Public proof artifacts

The public proof ledger covers demonstrated capabilities across governed retrieval, permission-aware access control, operator console and trust controls, document governance, evidence signing and verification, audit verification, backup and restore discipline, and operational monitoring.

Technology stack

Current stack
Inference
Ollama — local LLM deployment, llama3.1:8b
Embeddings
nomic-embed-text:v1.5 — 768-dimension vectors
Vector search
Qdrant — metadata-filtered search (demo deployment)
Permissions
PostgreSQL — RBAC enforcement, group sync state, INSERT-only audit role
API
FastAPI — async ingestion and query pipeline
Access
Cloudflare Access — identity proxy for on-prem deployment
Security
SOPS + age encryption, HMAC hash-chained audit records
Orchestration
Docker Compose — single-machine, reproducible offline run
Open source where possible.

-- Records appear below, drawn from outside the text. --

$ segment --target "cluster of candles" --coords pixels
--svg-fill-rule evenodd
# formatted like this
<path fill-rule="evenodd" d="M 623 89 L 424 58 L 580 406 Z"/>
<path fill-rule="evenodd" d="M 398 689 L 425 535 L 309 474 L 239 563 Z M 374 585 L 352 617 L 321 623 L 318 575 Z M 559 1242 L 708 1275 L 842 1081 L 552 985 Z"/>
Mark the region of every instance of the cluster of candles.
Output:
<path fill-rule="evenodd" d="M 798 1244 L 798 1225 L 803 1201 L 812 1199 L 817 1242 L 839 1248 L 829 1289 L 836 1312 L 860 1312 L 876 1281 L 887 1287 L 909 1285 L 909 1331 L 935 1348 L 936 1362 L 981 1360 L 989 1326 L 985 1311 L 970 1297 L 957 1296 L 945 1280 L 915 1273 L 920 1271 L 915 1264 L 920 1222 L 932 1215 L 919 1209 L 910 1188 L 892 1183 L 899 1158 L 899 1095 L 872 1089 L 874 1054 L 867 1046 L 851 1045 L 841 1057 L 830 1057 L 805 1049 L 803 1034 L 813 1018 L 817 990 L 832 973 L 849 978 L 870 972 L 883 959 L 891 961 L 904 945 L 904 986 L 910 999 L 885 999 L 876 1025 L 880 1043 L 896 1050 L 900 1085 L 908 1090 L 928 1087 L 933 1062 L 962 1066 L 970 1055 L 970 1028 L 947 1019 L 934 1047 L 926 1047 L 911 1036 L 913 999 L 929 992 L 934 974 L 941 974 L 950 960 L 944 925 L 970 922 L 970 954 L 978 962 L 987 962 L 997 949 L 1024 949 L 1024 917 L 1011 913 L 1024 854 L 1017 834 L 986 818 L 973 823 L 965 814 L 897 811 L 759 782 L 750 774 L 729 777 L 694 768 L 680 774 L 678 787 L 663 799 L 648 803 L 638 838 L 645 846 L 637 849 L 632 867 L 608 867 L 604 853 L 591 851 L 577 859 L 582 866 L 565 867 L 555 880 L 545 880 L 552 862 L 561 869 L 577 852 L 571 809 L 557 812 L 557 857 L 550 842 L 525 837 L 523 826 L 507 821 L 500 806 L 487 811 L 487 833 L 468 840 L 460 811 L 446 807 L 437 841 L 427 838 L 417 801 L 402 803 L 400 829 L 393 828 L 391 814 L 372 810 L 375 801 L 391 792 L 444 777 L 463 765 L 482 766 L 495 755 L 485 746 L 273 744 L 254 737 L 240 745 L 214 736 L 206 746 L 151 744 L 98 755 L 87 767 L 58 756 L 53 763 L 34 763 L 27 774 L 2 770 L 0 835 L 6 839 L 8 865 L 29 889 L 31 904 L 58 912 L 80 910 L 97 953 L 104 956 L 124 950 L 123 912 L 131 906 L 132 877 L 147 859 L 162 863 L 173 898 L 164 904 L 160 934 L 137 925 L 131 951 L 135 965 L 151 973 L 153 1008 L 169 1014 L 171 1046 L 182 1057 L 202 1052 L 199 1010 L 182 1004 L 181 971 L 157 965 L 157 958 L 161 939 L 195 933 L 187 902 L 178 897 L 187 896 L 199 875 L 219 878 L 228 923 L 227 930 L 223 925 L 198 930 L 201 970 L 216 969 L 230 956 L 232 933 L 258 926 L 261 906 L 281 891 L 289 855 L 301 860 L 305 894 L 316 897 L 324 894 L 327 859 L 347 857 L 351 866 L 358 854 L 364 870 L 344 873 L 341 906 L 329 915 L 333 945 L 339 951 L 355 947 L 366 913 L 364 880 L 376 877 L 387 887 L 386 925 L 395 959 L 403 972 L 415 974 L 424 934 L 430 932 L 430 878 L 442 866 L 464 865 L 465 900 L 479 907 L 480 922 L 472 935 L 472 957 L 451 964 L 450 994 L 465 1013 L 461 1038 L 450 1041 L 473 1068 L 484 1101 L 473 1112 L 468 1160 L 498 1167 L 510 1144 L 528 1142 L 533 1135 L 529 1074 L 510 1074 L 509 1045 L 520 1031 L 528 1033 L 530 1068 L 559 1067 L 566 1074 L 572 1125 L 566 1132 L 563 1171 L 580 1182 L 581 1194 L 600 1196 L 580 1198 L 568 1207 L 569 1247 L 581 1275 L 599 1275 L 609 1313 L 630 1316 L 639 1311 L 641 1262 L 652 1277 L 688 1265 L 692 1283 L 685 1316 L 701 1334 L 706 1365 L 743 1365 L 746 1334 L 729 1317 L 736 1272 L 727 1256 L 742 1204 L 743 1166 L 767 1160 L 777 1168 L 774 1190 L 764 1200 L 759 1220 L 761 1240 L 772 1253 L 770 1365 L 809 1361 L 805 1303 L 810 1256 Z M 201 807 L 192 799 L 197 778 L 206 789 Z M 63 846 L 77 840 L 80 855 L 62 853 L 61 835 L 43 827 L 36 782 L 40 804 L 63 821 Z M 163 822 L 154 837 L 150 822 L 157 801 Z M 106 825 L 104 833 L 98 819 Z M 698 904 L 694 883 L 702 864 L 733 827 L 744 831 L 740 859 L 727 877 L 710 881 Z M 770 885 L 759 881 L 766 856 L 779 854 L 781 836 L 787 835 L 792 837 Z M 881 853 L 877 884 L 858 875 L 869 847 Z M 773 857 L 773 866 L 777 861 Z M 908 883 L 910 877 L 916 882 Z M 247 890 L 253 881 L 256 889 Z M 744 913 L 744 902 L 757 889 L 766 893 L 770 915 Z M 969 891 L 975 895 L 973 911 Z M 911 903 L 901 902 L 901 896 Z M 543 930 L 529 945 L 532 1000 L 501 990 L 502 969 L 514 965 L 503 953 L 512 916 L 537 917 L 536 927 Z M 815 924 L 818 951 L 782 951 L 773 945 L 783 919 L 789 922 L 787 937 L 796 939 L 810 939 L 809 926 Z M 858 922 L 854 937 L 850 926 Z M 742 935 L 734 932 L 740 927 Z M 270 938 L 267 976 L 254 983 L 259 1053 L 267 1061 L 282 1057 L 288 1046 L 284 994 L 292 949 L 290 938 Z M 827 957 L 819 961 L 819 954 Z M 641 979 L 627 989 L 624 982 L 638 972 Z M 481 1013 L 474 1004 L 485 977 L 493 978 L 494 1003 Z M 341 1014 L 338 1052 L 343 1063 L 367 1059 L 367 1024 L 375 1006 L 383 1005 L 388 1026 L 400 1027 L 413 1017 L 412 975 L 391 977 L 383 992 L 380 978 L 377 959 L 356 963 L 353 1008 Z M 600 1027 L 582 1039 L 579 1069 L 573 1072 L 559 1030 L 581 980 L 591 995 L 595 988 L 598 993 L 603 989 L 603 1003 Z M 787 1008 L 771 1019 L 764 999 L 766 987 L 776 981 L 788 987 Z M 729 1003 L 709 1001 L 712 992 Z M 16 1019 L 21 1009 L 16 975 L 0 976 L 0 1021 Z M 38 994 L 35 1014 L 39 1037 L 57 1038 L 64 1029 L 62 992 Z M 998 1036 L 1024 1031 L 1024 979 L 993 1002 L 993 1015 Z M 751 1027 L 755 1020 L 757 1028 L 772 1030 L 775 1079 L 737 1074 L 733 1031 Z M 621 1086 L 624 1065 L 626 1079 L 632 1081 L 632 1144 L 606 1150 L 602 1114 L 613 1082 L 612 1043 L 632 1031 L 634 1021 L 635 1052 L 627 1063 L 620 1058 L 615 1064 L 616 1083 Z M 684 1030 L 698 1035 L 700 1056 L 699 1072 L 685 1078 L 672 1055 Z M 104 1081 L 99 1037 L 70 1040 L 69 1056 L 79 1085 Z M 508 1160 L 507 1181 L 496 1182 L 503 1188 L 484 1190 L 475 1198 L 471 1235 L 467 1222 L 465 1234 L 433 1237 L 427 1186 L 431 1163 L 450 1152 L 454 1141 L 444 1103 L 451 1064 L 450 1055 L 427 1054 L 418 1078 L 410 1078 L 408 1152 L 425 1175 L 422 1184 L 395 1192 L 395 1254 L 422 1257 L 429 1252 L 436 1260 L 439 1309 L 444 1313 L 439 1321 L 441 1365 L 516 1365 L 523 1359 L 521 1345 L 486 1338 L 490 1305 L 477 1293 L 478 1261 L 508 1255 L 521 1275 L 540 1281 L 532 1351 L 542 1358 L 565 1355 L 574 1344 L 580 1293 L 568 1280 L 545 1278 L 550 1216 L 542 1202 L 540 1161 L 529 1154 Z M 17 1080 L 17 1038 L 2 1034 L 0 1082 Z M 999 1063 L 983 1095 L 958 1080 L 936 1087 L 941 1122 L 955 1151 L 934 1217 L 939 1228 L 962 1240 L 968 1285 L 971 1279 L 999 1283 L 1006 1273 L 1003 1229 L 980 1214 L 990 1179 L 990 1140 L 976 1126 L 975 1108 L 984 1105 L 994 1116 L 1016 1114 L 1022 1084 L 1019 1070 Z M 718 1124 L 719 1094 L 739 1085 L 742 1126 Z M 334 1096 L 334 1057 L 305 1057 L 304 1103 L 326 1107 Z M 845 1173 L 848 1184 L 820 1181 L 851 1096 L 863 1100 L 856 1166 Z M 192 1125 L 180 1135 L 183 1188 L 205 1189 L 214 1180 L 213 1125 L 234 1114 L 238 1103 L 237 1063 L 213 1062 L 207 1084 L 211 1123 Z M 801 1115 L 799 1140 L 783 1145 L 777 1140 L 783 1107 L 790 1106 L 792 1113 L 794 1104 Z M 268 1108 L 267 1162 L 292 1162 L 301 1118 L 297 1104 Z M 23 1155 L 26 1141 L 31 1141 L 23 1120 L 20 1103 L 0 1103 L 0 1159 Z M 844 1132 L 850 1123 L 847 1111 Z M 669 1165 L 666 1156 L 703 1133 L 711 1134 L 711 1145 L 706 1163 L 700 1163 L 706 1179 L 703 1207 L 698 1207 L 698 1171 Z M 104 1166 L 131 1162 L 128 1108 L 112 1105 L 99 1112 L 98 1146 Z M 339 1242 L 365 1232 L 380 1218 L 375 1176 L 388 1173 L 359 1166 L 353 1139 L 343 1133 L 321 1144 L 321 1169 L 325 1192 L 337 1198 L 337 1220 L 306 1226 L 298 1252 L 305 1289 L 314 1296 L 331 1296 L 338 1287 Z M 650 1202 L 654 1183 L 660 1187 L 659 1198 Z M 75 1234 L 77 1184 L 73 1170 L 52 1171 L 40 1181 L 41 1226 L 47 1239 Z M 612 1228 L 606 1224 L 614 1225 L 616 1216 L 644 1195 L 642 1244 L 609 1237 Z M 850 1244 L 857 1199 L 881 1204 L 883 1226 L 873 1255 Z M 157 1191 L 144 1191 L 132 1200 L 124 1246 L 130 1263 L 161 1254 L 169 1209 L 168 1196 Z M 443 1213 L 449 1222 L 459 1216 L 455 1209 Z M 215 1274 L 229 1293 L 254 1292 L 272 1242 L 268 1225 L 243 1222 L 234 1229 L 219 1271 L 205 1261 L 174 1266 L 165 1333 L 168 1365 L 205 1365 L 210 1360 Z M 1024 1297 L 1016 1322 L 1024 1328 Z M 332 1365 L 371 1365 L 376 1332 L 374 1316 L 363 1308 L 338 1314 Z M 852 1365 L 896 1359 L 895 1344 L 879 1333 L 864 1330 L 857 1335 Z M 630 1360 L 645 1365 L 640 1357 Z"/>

Proprietary where necessary. Public proof is tracked in the keystone-kdat milestone ledger.

What Keystone is not

Not a chatbot
Keystone is a controlled retrieval system. It does not maintain conversation state or engage in open-ended dialogue.
Not an AI agent
There are no autonomous agents or agentic loops. Retrieval and answer generation are deterministically bounded.
Not enterprise-ready today
This is a validated single-machine deployment. Multi-node, HA/DR, and enterprise identity federation are on the roadmap — not yet proven.
Not certified for any compliance framework
Keystone enables auditability and access controls consistent with compliance objectives. It does not hold and does not claim any certification.
Not a multi-source system yet
Multi-source ingestion connectors are planned but not yet built.

Built from real operational and infrastructure experience

12 years at Genesys delivering and supporting enterprise platforms for public sector and Fortune 500 environments where uptime, security, and documentation under audit pressure were non-negotiable.

Built production systems under strict change-control, access-control, and compliance review requirements. That background is why Keystone is built the way it is.

Keystone applies enterprise operational discipline to on-prem controlled procedure retrieval. Every design decision is documented. Every capability claim maps to a proof artifact.

Technical discussion

If your organization needs controlled procedure retrieval while maintaining data sovereignty, let's discuss the architecture. Primary focus: Alberta industrial safety and compliance-driven organizations.

Currently seeking early pilot partners for validation in industrial safety environments. Engagements at this stage are structured as early pilot / validation, not production deployment.

Licensing

Source code available under Business Source License 1.1. Free for non-production use, converts to Apache 2.0 in 2030.